Gospel is a word that means "Good News."  Christmas is "Good News" because it's not about INFORMATION -- rather it's about INCARNATION!  John in his Gospel said, "...the Word became flesh and dwelt among us!"  That’s incarnation, not information.

An 11-year-old boy with cancer lost all his hair as a result of chemotherapy treatments. When it came time for him to return to school, he and his parents experimented with hats, wigs, and bandanas to try to conceal his baldness. They finally settled on a baseball cap, but the boy still feared the taunts he would receive for looking "different."  Mustering up his courage, he went to school wearing his cap.  When he got there he discovered that all of his friends had shaved their heads in solidarity.
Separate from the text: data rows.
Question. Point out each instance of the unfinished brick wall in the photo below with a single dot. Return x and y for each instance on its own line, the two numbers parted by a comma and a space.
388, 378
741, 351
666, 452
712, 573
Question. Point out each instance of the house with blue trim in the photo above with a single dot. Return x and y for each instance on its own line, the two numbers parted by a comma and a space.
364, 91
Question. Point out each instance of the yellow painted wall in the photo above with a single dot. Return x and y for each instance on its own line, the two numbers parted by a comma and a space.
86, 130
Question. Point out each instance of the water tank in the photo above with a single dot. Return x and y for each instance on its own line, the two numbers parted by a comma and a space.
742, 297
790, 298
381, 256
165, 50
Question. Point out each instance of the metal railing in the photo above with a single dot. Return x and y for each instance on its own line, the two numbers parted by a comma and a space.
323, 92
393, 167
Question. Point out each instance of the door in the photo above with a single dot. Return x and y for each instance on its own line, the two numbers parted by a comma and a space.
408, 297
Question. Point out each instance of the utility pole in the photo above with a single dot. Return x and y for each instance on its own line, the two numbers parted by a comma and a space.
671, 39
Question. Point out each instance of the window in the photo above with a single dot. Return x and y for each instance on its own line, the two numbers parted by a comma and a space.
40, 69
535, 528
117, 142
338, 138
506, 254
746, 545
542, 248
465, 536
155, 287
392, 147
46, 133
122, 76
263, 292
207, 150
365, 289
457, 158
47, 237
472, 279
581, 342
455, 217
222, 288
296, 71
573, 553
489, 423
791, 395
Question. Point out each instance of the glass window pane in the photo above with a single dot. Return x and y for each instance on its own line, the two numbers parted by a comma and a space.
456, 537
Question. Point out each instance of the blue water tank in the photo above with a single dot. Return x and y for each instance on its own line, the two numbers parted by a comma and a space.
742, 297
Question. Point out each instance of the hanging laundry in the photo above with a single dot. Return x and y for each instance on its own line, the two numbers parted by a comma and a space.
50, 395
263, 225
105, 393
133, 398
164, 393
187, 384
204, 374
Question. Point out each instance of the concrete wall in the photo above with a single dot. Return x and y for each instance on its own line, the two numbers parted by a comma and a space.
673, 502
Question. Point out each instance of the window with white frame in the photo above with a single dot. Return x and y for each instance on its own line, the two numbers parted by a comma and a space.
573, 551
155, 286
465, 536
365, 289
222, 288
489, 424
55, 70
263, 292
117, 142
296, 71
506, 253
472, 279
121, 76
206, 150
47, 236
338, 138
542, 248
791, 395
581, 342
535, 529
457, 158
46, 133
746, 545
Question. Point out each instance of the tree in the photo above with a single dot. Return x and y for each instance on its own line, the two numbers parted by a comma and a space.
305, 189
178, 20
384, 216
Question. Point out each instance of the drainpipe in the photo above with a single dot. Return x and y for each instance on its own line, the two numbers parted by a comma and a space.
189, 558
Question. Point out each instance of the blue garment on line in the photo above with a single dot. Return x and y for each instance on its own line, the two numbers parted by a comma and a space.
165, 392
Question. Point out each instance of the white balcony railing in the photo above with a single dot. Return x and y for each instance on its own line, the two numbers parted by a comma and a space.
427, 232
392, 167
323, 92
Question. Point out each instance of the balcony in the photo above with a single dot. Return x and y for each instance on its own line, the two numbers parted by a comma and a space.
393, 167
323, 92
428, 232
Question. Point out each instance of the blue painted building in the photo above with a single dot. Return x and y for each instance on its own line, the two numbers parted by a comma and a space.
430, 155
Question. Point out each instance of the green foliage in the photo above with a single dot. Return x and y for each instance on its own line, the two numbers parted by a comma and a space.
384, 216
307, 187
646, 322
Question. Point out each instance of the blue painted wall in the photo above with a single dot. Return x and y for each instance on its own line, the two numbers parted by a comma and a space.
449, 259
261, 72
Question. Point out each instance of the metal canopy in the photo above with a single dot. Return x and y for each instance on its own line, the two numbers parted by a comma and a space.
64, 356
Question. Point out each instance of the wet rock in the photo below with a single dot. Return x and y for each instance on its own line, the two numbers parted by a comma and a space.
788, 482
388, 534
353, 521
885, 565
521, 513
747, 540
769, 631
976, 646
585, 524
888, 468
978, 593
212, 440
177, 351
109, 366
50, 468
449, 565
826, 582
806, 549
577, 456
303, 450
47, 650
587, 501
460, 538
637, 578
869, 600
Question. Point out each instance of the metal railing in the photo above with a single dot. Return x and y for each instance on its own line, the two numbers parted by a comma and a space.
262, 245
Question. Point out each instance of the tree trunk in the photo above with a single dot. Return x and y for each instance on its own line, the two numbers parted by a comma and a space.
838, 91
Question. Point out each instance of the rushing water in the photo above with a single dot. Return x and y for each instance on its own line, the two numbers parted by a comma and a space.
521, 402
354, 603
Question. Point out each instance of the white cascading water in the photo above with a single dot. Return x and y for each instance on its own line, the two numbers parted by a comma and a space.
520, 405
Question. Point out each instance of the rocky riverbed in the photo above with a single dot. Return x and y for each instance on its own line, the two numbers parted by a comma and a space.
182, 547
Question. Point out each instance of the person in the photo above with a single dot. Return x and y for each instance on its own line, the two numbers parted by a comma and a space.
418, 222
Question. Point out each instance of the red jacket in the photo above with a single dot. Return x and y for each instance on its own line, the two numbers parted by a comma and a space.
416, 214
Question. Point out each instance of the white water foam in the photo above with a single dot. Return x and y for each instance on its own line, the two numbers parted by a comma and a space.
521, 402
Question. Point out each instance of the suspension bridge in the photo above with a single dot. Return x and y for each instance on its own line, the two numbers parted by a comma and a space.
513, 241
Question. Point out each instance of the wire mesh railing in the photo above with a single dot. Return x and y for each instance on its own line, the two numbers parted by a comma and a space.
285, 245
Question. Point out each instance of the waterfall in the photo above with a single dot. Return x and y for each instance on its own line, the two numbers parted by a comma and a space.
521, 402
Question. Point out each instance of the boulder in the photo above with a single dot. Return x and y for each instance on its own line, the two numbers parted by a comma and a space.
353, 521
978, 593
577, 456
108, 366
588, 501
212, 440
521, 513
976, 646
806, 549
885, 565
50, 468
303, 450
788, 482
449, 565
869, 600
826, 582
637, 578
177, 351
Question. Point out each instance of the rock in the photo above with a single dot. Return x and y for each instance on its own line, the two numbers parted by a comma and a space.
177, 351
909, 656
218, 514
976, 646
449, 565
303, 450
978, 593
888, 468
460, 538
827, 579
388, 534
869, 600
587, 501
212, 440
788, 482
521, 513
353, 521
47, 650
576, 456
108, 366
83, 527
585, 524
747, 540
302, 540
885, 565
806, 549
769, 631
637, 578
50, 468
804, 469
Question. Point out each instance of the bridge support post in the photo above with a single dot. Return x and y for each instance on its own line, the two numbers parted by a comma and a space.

That's the miracle and wonder of Christmas!  God shaves his head in Jesus Christ and delivers a personal message of solidarity that cost him his own sweet flesh and blood.  There are no divine emails, no text messages, no TV or computers -- just a flesh and blood God -- a baby who grew to be an adult who died on a cross; into whose eyes you can gaze and from whose lips you can hear the very special words that literally make your life priceless and precious beyond your comprehension -- words that bring you into a real relationship with God who says, "I Love You!  I forgive you!"

God is able to accomplish what the sum total of all the information technology in the world cannot accomplish: to call us out of our isolation, and get us together as people: as friends, as family, as neighbors, even as adversaries and bitter enemies, and in the name of Jesus Christ to look each other in the eyes; speak to each other, hear from each other, embrace each other;  speak the same words of love that God has spoken to each of us, "I Love You!" "You are forgiven!" "You are precious beyond your wildest dreams." When that happens maybe there finally will be not only "Glory to God in the highest", but truly "peace on earth!"  Amen.